Any normal option can be accessed within the hash %opt.

 &reshowNredraw; &update;
 
These two subroutines will cause the any changes in options to be redrawn and updated on the screen.  While update is not normally used in the internal code (as it is called automatically whenever control is returned to the GUI), it is necessary when a script has control of parsight.

 &print_screen(0, "fileoutpath");

This will print a postscript of the visble screen to the designated file. If 1 is used for the initial print varaible then the postscript will be sent to the printer. If zero is used only the file is created.

 &print_all (1, "fileoutpath");

This will print a poscript of the entire parasight area to the designated file. If 1 is used for the intial print variable then the postscript will be sent to the printer. If zero is used only the file is created. Depending upon the multipage options, multiple files may be created.

 &save_parasight_table("basefileoutpath");

To save as parasight formated files which can be reload with the -in ``basefileoutpath'' name.

 &fitlongestline;

This will force the length of the screen in bases to the length of the longest sequence. This is most useful for BLAST views.

 $opt{'die'}=0;

This is useful to turn off the die option if you are subsequently saving the parasight files. Otherwise when you load the saved parasight it will ``die'' before you get to see it.

 &reshowNredraw; &update; print "PAUSED\n"; my $pause=<STDIN>; 

A useful sequence of commands if you want to pause for the user.

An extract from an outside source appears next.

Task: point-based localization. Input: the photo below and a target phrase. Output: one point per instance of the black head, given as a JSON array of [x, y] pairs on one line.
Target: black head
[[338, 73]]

 $opt{"text_text"}="This is displayed text."; $opt{"text_fontsize"}=16;         $opt{"text_offset_h"}=10;

Allows for a line of text to be printed within the image. text2_text allows for a second line.

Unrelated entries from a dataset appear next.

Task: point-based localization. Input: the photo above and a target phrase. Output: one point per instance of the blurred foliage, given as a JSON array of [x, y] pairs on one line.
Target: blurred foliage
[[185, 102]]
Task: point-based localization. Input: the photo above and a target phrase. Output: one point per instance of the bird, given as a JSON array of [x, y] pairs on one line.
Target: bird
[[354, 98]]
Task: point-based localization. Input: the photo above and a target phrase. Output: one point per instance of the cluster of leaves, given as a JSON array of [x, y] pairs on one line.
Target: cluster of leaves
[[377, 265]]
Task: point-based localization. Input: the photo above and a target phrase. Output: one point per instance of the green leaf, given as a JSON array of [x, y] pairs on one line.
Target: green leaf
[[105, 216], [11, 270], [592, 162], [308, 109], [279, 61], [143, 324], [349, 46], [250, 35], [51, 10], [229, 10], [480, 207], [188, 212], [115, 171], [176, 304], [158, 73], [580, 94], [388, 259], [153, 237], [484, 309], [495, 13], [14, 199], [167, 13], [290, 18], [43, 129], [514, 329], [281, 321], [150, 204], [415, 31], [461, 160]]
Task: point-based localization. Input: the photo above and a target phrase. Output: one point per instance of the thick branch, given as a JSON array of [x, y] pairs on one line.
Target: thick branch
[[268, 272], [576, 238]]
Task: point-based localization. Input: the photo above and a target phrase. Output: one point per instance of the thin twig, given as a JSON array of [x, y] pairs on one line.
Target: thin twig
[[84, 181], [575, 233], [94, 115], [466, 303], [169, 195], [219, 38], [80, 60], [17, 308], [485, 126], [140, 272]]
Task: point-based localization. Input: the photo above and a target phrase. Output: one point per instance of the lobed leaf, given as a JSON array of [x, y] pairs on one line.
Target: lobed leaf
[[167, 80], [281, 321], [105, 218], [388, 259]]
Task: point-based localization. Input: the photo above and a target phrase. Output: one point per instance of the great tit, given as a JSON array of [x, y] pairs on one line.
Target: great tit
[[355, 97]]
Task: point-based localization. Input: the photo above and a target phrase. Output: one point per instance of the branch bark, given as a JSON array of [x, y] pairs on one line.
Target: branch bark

APPENDIX E: ADDITIONAL EXAMPLES

 parasight -showseq show.file -extra repeat.file:exon.file

This draws the sequences specified in show.file decorated with the repeats and exons specified in repeat.file and exon.file. Note: this example does not contain any alignments so show.file is required in order to specify the lengths of the sequencesto be displayed.

 parasight -in saved  -extra exons:introns 
     -arrangeseq oneperline

This loads a saved parasight, adds extra annotation from the files exons and introns annotation. It arranges subjects one per line below the sequence


AUTHOR

Jeff Bailey (jab@cwru.edu)


ACKNOWLEDGEMENTS

This software was developed in the laboratory of Evan Eichler, Department of Genetics,Case Western Reserve University and University Hosiptals, Cleveland.


COPYRIGHT

Copyright (C) 2001-3 Jeff Bailey. Distribute and modify freely as defined by the GNU General Public License.


DISCLAIMER

This software is provided ``as is'' without warranty of any kind.